Interestingly, fathers in the survey rate marriage and family as more important for their children than mothers do. Fathers are also less likely than mothers to find parenting stressful and tiring, which may suggest another factor at play; parents don’t want their children to have the same level of stress they have. “Although a high percentage of parents report parenting as rewarding and enjoyable all or most of the time, most also say that it is harder than expected and they feel judgment from various sources,” says Allen Sabey, a therapist and assistant professor at the Family Institute at Northwestern University. “Parenting provides both joy and stress, but then considering the biggest parental worries of anxiety and depression, being economically stable and comfortable may be viewed as more likely to ease stress as adults.”

Read More: How I Lost Myself to Motherhood

It’s a move away from traditions to independence

Another finding in the Pew survey is that most parents are not particularly bothered about pressing their religious and political beliefs onto their children, preferring to emphasize ethical and honest behavior and the acceptance of people who are different from them. “The intergenerational transmission of traditions seems to have really slipped here,” says Cohen. “Marriage and children are a way of carrying forward the family tradition, and so is religion.”

Attitudes have changed enough that it is perfectly possible for people to decline to get married or have children without anyone looking askance at them. Instead of following these traditions, American parents are encouraging their children to choose their own path. “Marriage and children are no longer viewed as crucial for life satisfaction and fulfillment. I think American society is continuing to move towards fulfillment and success through independence,” says Sabey. “Having financial independence and an enjoyable career are less dependent on others and thus more in one’s own control towards ‘succeeding’ as adults.”
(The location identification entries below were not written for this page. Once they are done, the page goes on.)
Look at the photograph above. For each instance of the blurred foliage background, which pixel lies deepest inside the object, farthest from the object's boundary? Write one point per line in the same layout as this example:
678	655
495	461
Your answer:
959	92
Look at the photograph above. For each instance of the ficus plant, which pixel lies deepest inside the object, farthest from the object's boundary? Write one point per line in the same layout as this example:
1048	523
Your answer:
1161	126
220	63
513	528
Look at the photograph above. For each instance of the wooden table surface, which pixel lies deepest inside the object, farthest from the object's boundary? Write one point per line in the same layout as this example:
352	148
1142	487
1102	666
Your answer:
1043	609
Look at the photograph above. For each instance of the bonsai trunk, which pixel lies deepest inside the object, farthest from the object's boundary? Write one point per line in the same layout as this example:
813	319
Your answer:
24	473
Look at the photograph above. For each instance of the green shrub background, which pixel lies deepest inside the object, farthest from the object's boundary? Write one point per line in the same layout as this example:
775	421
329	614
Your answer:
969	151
For some, these are dangerous choices. “These new findings from Pew suggest that parents are downgrading or de-emphasizing the importance of marriage and family for their own children, which may reinforce this broader shift away from family life that we’re seeing play out across much of the developed world,” says W. Bradford Wilcox, an associate professor at the University of Virginia and director of the pro-marriage Institute for Family Studies. He notes that parents are choosing a path that for their children that emphasizes “résumé virtue,” short-term career building, rather than “eulogy virtue,” one that will enhance their whole life. “If you look at the data, what you see is that marital status and marital quality tend to be a better predictor of people’s happiness, for instance, than their educational attainment, their income, or job satisfaction.”

Others find the Pew data encouraging—to a point. “It’s so important to recognize that this is coming from the greater sense that parents have today that kids are their own people, their own individuals that they don’t want them to be cookie-cutter replicas of you,” says Coontz, who notes that people still want to get married, that parents are generally delighted when their kids do, and even more delighted when they have children, but they just don’t want to pressure them into it. “But they’re telling them if you want to make individual choices, in this kind of inegalitarian high-pressure society, you’d better prepare to get financially independent. And, yes, try your best to get a job that you like, because you’ll be working all your life.”